7D’une certaine manière, c’est à ce moment précis que commence le cinéma français de la Nouvelle Vague. En changeant de sensibilité in medias res et sans explication crédible, la caméra transgresse toutes les règles de vraisemblance. Un désir sensuel libère le film à la fois de la censure et de la vulgarité. De manière plus large, ce plan met en valeur ce que Truffaut, à l’instar de ses mistons, ne parvenait pas tout à fait à exprimer dans les lettres qu’il écrivait à ses amis et collègues pendant la conception et le tournage de son premier film. Truffaut mentionne pour la première fois l’idée d’adapter l’histoire de Pons dans une lettre envoyée à l’auteur le 4 avril 1957. Il y exprime le souhait de rencontrer l’écrivain pour lui expliquer comment il compte financer le film. Afin de lui démontrer que ce sont souvent les histoires les plus courtes qui font le meilleur cinéma, Truffaut invite Pons à l’accompagner voir Le Plaisir de Max Ophüls, film adapté de trois nouvelles de Guy de Maupassant1. En mai, oubliant de mentionner le projet, il écrit à Charles Bitsch depuis Cannes pour lui dire que Nîmes, la ville où sera tourné Les Mistons, « est très bien et aussi à la campagne2 ». En août, il lui écrit de nouveau à propos du tournage des Mistons. Un premier aperçu de sa vision commence à prendre forme lorsqu’il décrit la manière dont il conçoit le film :

Je tourne très vite, presque sans répétition, avec très souvent une seule prise, quelquefois deux. C’est (pour moi) le meilleur système, car je ne redeviens lucide qu’en projection et libre à moi de recommencer et de refaire trois jours après. Ce sera un film très inégal avec des faiblesses terribles et aussi de drôles de coups de chance; en profitant d’un train réel dans une petite gare de Montpellier, j’ai tourné 6 minutes de film (trois prises de 2 minutes) en 20 minutes (entre l’arrivée du train et le départ). Gérard est parti réellement, Bernadette est revenue vers la caméra en pleurant comme une madeleine: coupez !

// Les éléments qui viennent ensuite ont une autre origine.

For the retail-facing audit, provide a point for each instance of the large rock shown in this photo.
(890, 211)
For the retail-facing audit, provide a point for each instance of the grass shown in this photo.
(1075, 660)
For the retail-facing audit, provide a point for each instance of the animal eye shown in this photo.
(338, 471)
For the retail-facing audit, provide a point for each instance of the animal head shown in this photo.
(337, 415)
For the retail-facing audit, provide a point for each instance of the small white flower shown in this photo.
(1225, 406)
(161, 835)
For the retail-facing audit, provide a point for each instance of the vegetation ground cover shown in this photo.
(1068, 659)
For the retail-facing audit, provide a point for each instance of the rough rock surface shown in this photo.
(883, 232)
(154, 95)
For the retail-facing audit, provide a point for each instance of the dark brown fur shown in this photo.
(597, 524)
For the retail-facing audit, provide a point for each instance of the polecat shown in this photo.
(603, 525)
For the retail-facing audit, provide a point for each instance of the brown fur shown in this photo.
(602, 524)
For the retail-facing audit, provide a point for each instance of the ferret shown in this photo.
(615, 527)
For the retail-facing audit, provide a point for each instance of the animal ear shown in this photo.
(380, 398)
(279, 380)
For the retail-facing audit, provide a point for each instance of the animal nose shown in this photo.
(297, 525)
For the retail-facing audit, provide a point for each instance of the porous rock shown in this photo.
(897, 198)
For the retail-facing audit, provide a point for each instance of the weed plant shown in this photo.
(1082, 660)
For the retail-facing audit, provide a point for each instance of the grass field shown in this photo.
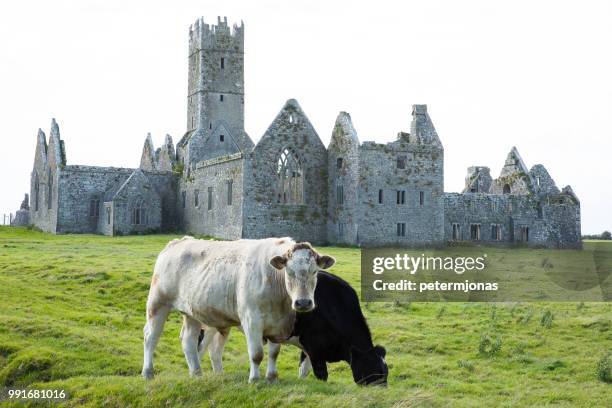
(72, 312)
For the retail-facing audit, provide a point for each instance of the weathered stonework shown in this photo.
(218, 183)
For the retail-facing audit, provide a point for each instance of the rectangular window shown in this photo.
(496, 232)
(401, 229)
(456, 232)
(339, 195)
(230, 184)
(94, 208)
(525, 234)
(401, 162)
(475, 232)
(401, 197)
(50, 195)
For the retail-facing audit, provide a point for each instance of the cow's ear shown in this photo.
(325, 262)
(278, 262)
(380, 350)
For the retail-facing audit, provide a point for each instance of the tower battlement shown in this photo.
(212, 36)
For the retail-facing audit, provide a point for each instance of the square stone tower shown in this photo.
(215, 94)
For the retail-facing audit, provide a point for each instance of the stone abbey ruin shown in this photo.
(217, 182)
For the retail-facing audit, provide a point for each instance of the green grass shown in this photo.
(72, 312)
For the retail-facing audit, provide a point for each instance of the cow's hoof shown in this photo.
(196, 373)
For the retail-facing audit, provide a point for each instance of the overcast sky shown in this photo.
(495, 74)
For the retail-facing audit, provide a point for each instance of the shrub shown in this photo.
(604, 369)
(466, 364)
(547, 319)
(489, 346)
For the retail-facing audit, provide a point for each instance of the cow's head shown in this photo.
(301, 264)
(369, 367)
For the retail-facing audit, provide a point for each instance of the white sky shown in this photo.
(534, 74)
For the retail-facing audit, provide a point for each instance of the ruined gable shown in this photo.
(478, 180)
(147, 159)
(286, 180)
(542, 182)
(514, 177)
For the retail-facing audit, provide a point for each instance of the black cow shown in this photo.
(336, 330)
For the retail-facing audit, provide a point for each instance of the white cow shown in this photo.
(255, 284)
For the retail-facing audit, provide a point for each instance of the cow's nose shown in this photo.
(302, 305)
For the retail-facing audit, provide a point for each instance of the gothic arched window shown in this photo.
(290, 178)
(139, 213)
(50, 190)
(36, 192)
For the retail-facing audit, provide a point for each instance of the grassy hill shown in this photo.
(72, 312)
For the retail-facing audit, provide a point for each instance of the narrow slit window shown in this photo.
(401, 229)
(456, 232)
(475, 232)
(230, 184)
(340, 195)
(401, 197)
(401, 162)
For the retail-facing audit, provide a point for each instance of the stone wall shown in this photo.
(343, 184)
(166, 185)
(422, 174)
(79, 185)
(549, 224)
(137, 207)
(222, 218)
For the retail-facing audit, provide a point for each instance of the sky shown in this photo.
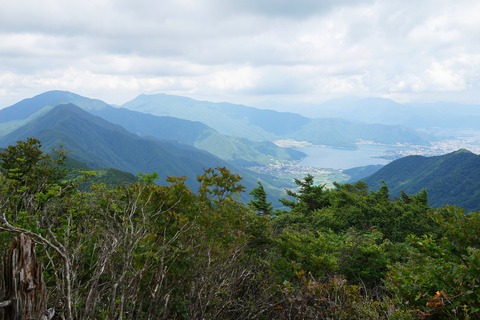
(266, 53)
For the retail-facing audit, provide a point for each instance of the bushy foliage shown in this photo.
(145, 251)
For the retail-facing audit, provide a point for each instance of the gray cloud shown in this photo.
(245, 50)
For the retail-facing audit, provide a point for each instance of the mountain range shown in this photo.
(451, 179)
(178, 136)
(260, 124)
(414, 115)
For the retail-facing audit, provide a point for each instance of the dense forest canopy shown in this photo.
(144, 251)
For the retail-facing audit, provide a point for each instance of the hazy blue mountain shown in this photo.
(195, 133)
(344, 133)
(258, 124)
(359, 173)
(451, 179)
(101, 144)
(227, 118)
(25, 108)
(386, 111)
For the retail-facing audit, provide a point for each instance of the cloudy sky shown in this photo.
(256, 52)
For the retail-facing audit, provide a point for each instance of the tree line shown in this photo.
(145, 251)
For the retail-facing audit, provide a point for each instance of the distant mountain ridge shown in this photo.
(386, 111)
(101, 144)
(259, 124)
(194, 133)
(451, 179)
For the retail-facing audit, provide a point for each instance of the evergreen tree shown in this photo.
(259, 202)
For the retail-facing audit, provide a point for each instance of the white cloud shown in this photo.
(245, 50)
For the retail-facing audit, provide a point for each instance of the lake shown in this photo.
(336, 158)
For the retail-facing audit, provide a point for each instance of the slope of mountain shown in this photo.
(257, 124)
(227, 118)
(239, 151)
(101, 144)
(451, 179)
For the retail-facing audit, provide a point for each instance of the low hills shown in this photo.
(238, 151)
(451, 179)
(259, 124)
(101, 144)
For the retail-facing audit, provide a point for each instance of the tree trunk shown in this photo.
(24, 290)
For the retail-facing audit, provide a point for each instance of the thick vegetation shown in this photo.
(143, 251)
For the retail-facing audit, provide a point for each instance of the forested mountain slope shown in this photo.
(101, 144)
(451, 179)
(195, 133)
(259, 124)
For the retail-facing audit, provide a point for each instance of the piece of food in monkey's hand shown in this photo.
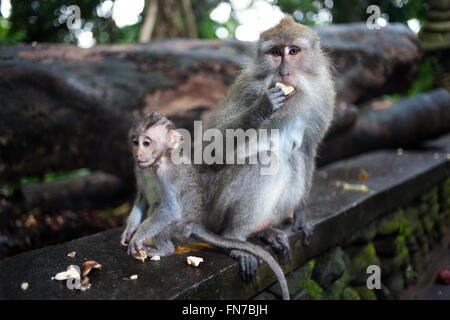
(194, 261)
(84, 285)
(141, 255)
(89, 265)
(287, 90)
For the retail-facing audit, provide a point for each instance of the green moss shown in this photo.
(391, 224)
(364, 235)
(350, 294)
(409, 221)
(360, 260)
(335, 290)
(428, 224)
(410, 273)
(402, 258)
(329, 267)
(365, 293)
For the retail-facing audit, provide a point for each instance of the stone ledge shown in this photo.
(394, 180)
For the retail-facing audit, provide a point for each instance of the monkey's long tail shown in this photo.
(219, 241)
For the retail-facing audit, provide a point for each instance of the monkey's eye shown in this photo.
(276, 52)
(294, 51)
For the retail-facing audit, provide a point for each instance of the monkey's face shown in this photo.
(286, 59)
(289, 57)
(150, 145)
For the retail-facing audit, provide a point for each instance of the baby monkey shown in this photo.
(178, 189)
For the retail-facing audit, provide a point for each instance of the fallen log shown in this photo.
(64, 108)
(93, 191)
(404, 124)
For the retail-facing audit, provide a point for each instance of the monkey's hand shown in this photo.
(276, 98)
(127, 235)
(136, 244)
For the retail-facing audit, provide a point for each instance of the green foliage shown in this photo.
(424, 80)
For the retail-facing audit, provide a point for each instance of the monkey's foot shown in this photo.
(126, 237)
(248, 264)
(308, 231)
(151, 252)
(279, 242)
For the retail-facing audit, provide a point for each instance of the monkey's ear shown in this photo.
(175, 139)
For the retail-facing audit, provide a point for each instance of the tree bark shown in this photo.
(64, 108)
(401, 125)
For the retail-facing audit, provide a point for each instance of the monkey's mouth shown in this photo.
(288, 89)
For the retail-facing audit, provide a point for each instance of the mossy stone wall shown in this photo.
(398, 242)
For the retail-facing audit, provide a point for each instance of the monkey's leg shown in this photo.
(134, 219)
(300, 223)
(248, 264)
(162, 247)
(278, 240)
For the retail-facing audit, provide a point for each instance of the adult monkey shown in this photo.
(240, 202)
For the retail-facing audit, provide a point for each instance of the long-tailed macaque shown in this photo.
(240, 202)
(179, 190)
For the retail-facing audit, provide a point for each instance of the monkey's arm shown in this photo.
(252, 116)
(135, 217)
(169, 211)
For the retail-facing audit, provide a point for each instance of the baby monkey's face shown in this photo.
(149, 145)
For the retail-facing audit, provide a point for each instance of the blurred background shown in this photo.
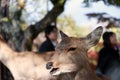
(22, 22)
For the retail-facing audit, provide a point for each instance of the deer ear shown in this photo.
(63, 35)
(93, 38)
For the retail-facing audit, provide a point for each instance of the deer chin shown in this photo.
(63, 70)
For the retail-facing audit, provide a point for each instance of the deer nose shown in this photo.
(49, 65)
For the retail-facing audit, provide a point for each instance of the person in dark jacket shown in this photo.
(51, 39)
(108, 61)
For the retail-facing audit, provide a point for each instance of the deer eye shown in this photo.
(72, 49)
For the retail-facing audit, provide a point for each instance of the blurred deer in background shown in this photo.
(72, 58)
(25, 65)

8Truffaut filme sans artifice, s’en remettant au hasard et à l’improvisation plutôt qu’à une répétition soignée du scénario. Sans admettre qu’à la gare de Montpellier il répète l’« Arrivée d’un train à la gare de La Ciotat » (1895) de Lumière, le réalisateur se vante d’avoir filmé six minutes des prises finales en l’espace de vingt minutes. Le cliché verbal de Truffaut mis à part, Bernadette pleure « comme une madeleine », telle une héroïne sortie de l’imaginaire proustien. Dans celui-ci, la mémoire s’écoule, libérant un torrent d’images-mémoire au moment où le narrateur goûte la madeleine qu’il vient de tremper dans un liquide chaud.

9Dans cette même lettre, Truffaut prend un plaisir faussement timoré à noter l’embarras (pour ne pas dire la légère timidité) que laissent transparaître les deux rôles adultes principaux, Gérard et Bernadette, à travailler ensemble. Il se plaint du fait que son caméraman (Jean Malige) « n’a aucun goût, il est très maniaque et travaille “pour la prime à la qualité”; sa photo est un éternel compromis entre ce qu’il aime... et ce que j’aime. Résultat, là encore, inégal, très bon quand il fait gris et que je dis: “Tant pis, on tourne quand même” (la gare), très faiblard quand le soleil donne à plein (le tennis)... Drôle de film en vérité, drôle de bobine et drôle d’ambiance3. » Issu de la « tradition de qualité », le caméraman reste selon lui trop fidèlement attaché à l’histoire, embaumant les scènes d’une aura d’élégance classique. Dans un style radicalement opposé, le réalisateur privilégie pour sa part l’inventivité et le hasard. À titre d’exemple, Truffaut explique que son équipe et lui ont remplacé l’inscription « Vote Poujade » qui avait été rapidement griffonnée sur un mur par « Vote Rivette ». Il ajoute enfin que le film rendra hommage à Lumière, Vigo, Hulot (Jacques Tati), Ford, Dario Moreno et Rossellini. Il donne un aperçu de la manière dont le film sera « écrit » à partir de références et d’inscriptions, omettant néanmoins de préciser où et comment ces allusions seront faites dans le film.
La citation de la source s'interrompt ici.